Elles travaillent fort, ont peu de moyens et aspirent à conquérir les marchés mondiaux: les entreprises en démarrage sont un peu comme des musiciens peu connus qui rêvent de percer.

> Suivez Philippe Mercure sur Twitter

Et comme les recruteurs des grandes maisons de disques qui écument les bars à la recherche du prochain groupe à succès, les investisseurs de capital-risque sont à l'affût, prêts à miser sur les boîtes les plus prometteuses dans l'espoir de les transformer en prochain Google.

C'est le métier que pratique Chris Arsenault, fondateur et associé principal de la firme de capital-risque québécoise iNovia. Un métier méconnu, souvent mal compris, et pourtant essentiel dans la chaîne d'innovation qui donne naissance aux entreprises technos.

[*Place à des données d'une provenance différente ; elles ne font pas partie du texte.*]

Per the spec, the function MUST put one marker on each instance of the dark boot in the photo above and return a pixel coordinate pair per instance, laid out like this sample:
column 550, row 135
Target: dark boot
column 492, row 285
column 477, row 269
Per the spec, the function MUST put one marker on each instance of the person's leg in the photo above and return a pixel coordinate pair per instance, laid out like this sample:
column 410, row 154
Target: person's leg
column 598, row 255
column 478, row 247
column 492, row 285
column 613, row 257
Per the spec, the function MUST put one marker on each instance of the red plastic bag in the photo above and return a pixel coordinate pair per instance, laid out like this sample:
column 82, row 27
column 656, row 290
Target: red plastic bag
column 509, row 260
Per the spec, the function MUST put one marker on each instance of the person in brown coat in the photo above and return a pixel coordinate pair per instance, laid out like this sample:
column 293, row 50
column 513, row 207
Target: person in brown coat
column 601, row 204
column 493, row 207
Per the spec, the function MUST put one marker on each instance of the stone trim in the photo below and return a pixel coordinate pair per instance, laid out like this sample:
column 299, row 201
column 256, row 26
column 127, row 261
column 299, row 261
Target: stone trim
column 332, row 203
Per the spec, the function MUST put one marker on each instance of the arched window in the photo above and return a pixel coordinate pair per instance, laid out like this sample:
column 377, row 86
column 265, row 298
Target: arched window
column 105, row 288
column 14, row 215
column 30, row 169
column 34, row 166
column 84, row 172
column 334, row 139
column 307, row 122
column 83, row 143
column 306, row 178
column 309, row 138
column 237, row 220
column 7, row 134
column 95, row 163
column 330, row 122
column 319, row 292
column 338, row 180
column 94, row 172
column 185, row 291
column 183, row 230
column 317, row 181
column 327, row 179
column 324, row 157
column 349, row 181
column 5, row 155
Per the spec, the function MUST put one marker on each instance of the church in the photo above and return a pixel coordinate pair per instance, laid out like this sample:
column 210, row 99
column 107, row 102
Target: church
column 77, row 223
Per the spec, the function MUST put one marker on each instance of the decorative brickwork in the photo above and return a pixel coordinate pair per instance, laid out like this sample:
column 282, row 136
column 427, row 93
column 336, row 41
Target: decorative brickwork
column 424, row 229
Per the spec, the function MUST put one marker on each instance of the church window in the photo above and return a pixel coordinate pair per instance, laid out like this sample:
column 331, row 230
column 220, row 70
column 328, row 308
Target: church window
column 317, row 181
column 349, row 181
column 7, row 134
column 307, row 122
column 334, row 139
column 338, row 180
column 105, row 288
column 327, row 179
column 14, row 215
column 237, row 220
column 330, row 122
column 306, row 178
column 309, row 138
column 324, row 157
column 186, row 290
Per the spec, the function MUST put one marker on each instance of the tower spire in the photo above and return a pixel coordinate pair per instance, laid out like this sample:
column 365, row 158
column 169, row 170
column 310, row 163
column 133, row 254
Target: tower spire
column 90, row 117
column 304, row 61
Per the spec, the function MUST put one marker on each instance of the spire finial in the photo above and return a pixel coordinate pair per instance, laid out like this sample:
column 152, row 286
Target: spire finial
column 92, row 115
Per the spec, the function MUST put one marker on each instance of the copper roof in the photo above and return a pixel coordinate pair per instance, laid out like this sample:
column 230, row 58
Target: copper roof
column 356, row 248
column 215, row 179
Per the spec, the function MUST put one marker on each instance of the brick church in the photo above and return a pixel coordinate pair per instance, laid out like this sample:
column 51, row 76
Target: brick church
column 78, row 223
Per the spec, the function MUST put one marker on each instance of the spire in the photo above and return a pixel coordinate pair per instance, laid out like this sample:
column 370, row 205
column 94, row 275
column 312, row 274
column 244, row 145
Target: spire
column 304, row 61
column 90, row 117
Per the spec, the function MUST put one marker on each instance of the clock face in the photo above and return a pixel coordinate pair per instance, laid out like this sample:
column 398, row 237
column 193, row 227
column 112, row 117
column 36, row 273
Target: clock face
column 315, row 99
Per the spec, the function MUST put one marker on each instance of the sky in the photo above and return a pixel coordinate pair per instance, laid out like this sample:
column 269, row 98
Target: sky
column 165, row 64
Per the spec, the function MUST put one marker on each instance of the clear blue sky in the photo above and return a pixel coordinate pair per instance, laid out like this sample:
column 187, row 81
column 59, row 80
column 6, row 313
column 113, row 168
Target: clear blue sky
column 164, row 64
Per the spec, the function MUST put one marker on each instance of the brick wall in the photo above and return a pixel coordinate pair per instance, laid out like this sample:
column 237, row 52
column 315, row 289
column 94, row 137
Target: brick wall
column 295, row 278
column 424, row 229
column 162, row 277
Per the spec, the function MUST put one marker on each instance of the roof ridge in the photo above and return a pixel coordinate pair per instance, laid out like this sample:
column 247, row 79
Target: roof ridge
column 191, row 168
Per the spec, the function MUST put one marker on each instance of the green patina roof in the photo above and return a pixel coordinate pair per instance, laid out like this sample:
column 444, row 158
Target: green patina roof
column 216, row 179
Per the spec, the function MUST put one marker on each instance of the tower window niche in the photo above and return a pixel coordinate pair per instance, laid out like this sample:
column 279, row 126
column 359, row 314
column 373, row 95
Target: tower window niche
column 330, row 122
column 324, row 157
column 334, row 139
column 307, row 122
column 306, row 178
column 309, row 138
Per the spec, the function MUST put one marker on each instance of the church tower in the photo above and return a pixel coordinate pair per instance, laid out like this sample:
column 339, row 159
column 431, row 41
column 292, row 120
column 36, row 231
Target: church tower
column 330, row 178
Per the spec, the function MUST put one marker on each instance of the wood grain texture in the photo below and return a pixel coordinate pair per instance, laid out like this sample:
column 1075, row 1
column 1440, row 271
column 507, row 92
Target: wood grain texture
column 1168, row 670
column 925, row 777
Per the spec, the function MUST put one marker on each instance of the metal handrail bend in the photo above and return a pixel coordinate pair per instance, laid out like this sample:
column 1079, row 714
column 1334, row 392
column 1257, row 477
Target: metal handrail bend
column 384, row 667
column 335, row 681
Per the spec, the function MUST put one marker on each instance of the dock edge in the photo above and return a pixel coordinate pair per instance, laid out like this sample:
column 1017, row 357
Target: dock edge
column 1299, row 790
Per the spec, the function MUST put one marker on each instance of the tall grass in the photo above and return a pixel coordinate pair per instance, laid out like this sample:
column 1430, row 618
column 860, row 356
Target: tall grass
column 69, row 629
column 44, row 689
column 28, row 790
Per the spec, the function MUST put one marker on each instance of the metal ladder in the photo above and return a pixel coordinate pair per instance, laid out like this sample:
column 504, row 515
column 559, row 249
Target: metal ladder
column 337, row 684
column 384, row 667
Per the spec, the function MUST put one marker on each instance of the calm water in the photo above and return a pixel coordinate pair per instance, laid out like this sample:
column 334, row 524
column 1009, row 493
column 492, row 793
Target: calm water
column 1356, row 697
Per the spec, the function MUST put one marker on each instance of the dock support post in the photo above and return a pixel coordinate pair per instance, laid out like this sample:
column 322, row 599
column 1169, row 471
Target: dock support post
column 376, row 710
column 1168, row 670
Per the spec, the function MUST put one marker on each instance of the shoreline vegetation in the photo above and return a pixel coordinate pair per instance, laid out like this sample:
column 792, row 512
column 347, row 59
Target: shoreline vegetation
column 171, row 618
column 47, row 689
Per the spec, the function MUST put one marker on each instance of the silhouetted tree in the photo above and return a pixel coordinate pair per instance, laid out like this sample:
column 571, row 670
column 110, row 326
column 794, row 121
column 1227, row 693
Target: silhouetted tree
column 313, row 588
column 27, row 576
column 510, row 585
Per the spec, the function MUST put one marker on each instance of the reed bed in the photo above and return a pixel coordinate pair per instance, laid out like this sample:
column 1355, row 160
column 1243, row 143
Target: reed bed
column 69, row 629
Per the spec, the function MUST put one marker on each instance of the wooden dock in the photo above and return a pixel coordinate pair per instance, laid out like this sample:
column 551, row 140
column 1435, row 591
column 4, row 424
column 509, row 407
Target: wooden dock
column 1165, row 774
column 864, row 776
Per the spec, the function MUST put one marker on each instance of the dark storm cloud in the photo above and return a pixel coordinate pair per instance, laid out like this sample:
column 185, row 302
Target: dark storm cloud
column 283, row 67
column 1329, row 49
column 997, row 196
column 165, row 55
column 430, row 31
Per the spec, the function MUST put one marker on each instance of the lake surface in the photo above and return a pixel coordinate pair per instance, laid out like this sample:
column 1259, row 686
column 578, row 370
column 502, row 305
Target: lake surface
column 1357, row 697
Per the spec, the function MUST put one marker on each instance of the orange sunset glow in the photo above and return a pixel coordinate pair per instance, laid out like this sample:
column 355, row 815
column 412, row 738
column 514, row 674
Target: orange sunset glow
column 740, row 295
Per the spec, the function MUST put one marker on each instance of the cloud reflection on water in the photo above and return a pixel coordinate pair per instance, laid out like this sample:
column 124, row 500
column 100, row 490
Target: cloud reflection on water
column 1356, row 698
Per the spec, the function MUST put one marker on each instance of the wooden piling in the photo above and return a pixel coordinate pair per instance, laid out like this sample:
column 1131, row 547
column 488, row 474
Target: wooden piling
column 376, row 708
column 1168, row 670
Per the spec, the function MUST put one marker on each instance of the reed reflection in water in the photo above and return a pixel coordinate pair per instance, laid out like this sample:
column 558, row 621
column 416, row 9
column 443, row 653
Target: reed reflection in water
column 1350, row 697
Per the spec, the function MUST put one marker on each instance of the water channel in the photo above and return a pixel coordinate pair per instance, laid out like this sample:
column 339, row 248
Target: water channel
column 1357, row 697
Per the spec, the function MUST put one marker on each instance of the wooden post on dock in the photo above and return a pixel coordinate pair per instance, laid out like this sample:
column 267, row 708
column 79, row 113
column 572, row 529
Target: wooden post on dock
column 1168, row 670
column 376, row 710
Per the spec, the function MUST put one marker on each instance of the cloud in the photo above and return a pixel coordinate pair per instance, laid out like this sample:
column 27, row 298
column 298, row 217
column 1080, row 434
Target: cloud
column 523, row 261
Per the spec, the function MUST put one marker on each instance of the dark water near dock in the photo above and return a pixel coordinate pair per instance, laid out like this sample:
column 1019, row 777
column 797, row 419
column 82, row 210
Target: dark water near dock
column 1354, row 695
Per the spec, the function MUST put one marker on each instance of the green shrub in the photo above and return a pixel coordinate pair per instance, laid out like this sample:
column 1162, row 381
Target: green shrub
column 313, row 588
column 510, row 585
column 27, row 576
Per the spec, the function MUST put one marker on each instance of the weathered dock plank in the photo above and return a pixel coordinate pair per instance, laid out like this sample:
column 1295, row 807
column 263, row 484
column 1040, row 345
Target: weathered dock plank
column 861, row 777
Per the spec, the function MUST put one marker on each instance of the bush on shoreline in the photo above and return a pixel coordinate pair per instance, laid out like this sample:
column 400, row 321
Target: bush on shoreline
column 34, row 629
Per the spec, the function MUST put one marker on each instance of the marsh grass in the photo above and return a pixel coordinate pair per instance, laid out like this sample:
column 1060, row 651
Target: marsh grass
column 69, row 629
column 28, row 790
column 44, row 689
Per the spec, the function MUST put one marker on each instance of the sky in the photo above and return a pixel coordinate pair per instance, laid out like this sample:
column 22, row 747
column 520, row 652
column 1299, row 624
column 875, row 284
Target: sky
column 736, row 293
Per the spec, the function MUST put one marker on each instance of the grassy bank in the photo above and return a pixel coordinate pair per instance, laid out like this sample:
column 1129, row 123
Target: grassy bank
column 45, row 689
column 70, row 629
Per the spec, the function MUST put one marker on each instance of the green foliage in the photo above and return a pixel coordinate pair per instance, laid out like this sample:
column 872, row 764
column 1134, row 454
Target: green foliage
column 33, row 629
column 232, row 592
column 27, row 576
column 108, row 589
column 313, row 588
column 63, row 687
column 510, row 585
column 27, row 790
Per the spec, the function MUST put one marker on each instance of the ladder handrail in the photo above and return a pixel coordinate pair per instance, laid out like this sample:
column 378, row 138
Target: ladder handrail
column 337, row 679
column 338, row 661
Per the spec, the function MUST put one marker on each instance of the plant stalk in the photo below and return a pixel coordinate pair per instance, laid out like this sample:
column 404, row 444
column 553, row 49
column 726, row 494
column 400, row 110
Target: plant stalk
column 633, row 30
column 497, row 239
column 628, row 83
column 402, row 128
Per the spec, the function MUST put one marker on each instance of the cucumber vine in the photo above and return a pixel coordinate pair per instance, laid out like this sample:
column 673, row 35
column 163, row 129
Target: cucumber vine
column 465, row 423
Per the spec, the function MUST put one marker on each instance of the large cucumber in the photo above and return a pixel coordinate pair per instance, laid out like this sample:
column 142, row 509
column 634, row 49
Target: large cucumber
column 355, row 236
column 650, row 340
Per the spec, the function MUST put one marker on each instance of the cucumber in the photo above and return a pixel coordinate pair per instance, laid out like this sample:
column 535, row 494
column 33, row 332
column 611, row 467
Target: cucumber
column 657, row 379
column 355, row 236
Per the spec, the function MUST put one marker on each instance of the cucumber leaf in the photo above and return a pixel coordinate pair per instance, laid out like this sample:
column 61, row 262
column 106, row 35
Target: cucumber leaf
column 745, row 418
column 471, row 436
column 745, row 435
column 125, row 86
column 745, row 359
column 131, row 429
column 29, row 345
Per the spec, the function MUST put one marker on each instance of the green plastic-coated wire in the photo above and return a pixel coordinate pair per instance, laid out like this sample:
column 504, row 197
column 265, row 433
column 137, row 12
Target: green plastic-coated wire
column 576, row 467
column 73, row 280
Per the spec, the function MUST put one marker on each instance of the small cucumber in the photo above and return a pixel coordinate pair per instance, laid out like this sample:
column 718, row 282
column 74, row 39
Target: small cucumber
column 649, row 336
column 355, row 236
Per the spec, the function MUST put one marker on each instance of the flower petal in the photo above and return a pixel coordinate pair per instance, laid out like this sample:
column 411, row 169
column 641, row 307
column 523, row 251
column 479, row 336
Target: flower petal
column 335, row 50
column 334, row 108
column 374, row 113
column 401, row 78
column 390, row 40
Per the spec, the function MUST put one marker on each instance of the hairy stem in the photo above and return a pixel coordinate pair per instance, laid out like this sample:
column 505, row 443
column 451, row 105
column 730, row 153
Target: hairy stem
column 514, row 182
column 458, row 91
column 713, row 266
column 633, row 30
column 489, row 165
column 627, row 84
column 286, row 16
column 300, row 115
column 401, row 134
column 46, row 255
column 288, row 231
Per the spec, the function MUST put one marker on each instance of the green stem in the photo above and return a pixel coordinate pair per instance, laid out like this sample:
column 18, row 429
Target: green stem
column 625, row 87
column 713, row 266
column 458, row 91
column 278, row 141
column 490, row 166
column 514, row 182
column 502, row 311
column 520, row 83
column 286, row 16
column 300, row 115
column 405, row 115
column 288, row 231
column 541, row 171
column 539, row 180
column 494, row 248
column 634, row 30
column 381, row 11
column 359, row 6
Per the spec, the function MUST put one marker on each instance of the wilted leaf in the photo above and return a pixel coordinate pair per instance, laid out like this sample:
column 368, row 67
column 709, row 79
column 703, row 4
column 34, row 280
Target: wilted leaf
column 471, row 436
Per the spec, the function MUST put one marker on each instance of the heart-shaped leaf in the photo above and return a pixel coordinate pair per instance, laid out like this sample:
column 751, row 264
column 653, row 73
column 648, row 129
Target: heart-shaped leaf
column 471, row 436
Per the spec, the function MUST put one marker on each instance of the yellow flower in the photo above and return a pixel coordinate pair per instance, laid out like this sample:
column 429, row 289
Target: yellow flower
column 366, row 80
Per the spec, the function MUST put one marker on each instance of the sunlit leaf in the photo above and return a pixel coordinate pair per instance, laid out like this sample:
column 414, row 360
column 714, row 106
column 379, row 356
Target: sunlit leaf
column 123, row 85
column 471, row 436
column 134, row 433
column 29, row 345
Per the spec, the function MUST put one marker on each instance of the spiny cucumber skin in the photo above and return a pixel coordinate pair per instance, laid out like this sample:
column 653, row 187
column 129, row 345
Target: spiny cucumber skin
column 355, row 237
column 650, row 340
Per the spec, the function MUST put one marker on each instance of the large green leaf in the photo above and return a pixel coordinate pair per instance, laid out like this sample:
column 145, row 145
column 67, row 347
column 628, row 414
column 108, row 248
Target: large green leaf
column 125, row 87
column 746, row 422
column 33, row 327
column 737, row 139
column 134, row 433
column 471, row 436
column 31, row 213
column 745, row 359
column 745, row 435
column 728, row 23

«Les gens me demandent encore: comment je fais une demande pour votre capital? Ou alors ils nous envoient leur plan d'affaires en nous demandant quand on va prendre une décision. Ce n'est pas comme ça que ça marche! On n'est pas la banque du coin de la rue!», s'exclame Chris Arsenault, Gaspésien d'origine qu'on aperçoit invariablement dans les activités de formation et autres soirées destinées aux boîtes en démarrage de la métropole.

Comme d'autres fonds de capital-risque québécois tels Novacap, Cycle Capital ou Real Ventures, iNovia intervient quand des entrepreneurs technologiques croient tenir une bonne idée, mais ont besoin d'argent pour la mettre au point avant de générer des revenus.

Comme son nom l'indique, le capital-risque est donc un pari, un acte de foi. Si l'idée s'avère bancale, si l'équipe de direction ne produit pas les résultats escomptés, si un concurrent qu'on n'avait pas vu venir prend le marché, le capital-risqueur peut tout perdre. Au contraire, une entreprise qui explose peut lui faire faire des affaires d'or.

Mais l'argent n'est pas tout dans l'industrie du capital-risque. Selon Chris Arsenault, ce n'est même pas là le principal.

«Le métier d'investisseur en capital-risque est un métier entrepreneurial d'abord, financier ensuite», énonce-t-il.

L'exemple américain l'a bien montré: les meilleurs fonds de capital-risque ne font pas que signer des chèques en priant pour des succès. La plupart du temps, celui qui investit prend un siège au conseil d'administration de l'entreprise. Il conseille l'équipe de direction, étudie le marché, utilise ses contacts pour dénicher des clients potentiels, des conseillers ou d'autres investisseurs prêts à miser sur l'entreprise.

«Tu veux une définition de ma job? On est une agence de rencontre. On met des gens en contact pour faire arriver les choses», résume d'ailleurs M. Arsenault.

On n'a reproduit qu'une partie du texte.